Me.TextBoxName.Value = Me.ComboBoxName.Column(2) & ", " & _
Me.ComboBoxName.Column(1) & ", " & Me.ComboBoxName.Column(0)

assuming that Title is in the third column of the combo box query, first
name is in the second column of the combo box query, and last name is in the
first column of the combo box query.
 
J

Joskin

Dirk / Ken,

Many thanks for your pointers (and cautions).

Festive good wishes to you both,

Joskin
 
J

John W. Vinson

Hello Gurus,



I have inherited an "Animal Info" database (in Access 2003).



It has a form which enters information into an animal "Pedigree Table" which
is the main part of the database.



In the form there is a combo box which runs a query from a separate "Person
Table".



"Person Table" has 5 fields:

Last Name, Title, First Name, Address, Postcode

Does it not have a Primary Key, a person ID!? It certainly should.
The query lists the "Person Table" in Last Name order and I can select a
Last Name for the combo box, which is then entered into the "Owner" field of
the "Pedigree" table.
Instead of it just entering the Last Name of the Owner, I would like to be
able to concatenate and enter "Title, First Name, Last Name" into the
"Owner" field.

Well... that would be one way to manage the problem of two different owners
who both happen to be named Jones, but it's certainly not a good relational
design. Storing data redundantly (in the Pedigree table and the Person table)
is a bad idea; storing multiple values in one field is an even worse idea!

I'd REALLY recommend adding some sort of unique ID field to the Person table -
an Autonumber would do; and storing a Long Integer PersonID field in the
Pedigree table, using that ID as the bound column of the combo box. You can
then create a query joining the two tables to see the owner's personal
information in conjunction with the pedigree information.
 
J

Joskin

John W. Vinson said:
Does it not have a Primary Key, a person ID!? It certainly should.



Well... that would be one way to manage the problem of two different
owners
who both happen to be named Jones, but it's certainly not a good
relational
design. Storing data redundantly (in the Pedigree table and the Person
table)
is a bad idea; storing multiple values in one field is an even worse idea!

I'd REALLY recommend adding some sort of unique ID field to the Person
table -
an Autonumber would do; and storing a Long Integer PersonID field in the
Pedigree table, using that ID as the bound column of the combo box. You
can
then create a query joining the two tables to see the owner's personal
information in conjunction with the pedigree information.

Many thanks, John - the relational side of this database seems to be non
existent at the moment but it DOES work (in a limited way).

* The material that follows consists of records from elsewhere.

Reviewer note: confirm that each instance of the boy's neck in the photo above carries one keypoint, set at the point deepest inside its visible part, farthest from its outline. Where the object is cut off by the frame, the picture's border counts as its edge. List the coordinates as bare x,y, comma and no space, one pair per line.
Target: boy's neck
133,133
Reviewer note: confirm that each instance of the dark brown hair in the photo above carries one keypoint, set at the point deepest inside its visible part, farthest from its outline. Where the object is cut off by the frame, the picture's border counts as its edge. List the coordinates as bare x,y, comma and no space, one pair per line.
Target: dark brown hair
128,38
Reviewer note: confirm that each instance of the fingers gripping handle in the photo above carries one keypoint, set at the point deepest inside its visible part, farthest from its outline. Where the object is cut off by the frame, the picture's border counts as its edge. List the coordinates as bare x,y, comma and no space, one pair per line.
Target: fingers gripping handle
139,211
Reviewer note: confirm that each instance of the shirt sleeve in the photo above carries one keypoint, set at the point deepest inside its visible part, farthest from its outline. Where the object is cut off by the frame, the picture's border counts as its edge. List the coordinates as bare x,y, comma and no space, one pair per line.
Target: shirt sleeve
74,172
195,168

I hope to
change it to a better 'layout' but I'm rather scared of making big changes
with my very limited understanding of Access (I've already made one change
that I had to roll back because of unforeseen results!).

I plan to make a couple of copies of the database & play with those until I
am more competent and can achieve the desired results.

Thanks for your pointers - I'll go and practice.